11-09-2008

Latouche veut faire interdire le livre de Brunet-Lecomte

Christian Latouche, le pdg du groupe Fiducial, vient d’assigner Philippe Brunet-Lecomte, le directeur de Lyon Mag, pour faire saisir le manuscrit du livre qu’il s’apprête à publier dans quelques jours. L’audience a été fixée au lundi 15 septembre à 13h30 devant le tribunal de grande instance de Lyon. Une procédure en référé, c’est-à-dire en urgence car Latouche estime que cet ouvrage risque de “porter atteinte à son honneur et à son considération”.

Pour engager cette procédure, il se référe dans son assignation à quelques lignes parues dans le dernier Lyon Mag annonçant que Brunet-Lecomte “va publier un livre témoignage racontant cette année de bagarre avec Latouche”. L’objectif affiché du pdg de Fiducial étant d’obtenir de la justice que ce livre soit censuré, voire carrément interdit. Sans même avoir lu cet ouvrage, il réclame donc la communication de ce manuscrit sous une astreinte de 50 000 euros par jour.

Le directeur de Lyon Mag a aussitôt réagi dans un blog pour dénoncer cette initiative de Latouche en soulignant que c’est “une grande première à Lyon. Car depuis le moyen âge, personne n’avait osé entreprendre ce genre de démarche”. Et il ajoute : “Alors que Latouche pourrait très bien écrire un bouquin en s’expliquant lui aussi devant les Lyonnais, il préfère instrumentaliser la justice. Pour tenter de nous museler. C’est d’ailleurs ce qu’il tente de faire depuis un an. En vain”.

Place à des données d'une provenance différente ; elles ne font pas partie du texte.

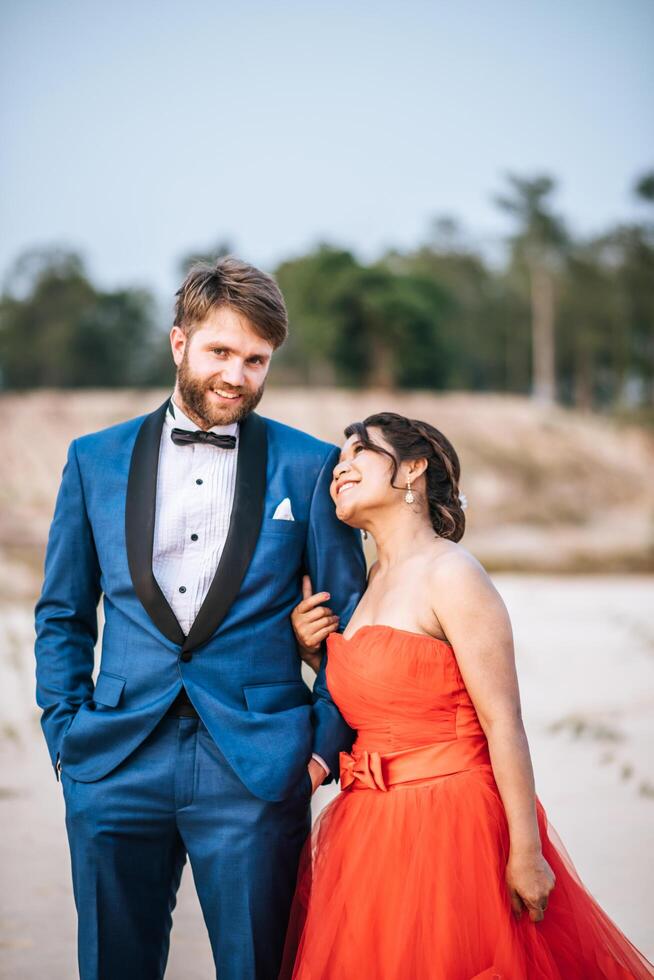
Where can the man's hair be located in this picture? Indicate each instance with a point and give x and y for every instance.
(238, 285)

La rédaction de Lyon Mag a également réagi en lançant “un appel à ses lecteurs, à ses amis mais aussi à tous ceux qui sont attachés à la liberté d’expression” en assistant à cette audience du 15 septembre.
Le dernier Lyon Mag, soulignait également que Latouche, qui est virtuellement actionnaire majoritaire de Lyon Mag, avait “disparu depuis deux mois” car il  semblait renoncer à se faire nommer pdg devant l’hostilité affichée de la rédaction vis-à-vis de ce patron lyonnais proche de l’extrême droite. Il faut dire que plusieurs décisions judiciaires importantes qui devraient intervenir dans les semaines à venir, notamment de la Cour de cassation, pourraient casser tout “le château de carte juridique” lui permettant de rafler ces actions. Ce qui anéantirait son ambition de prendre le contrôle sauvage de ce magazine qui affiche sur sa dernière couverture la mention “toujours indépendant”.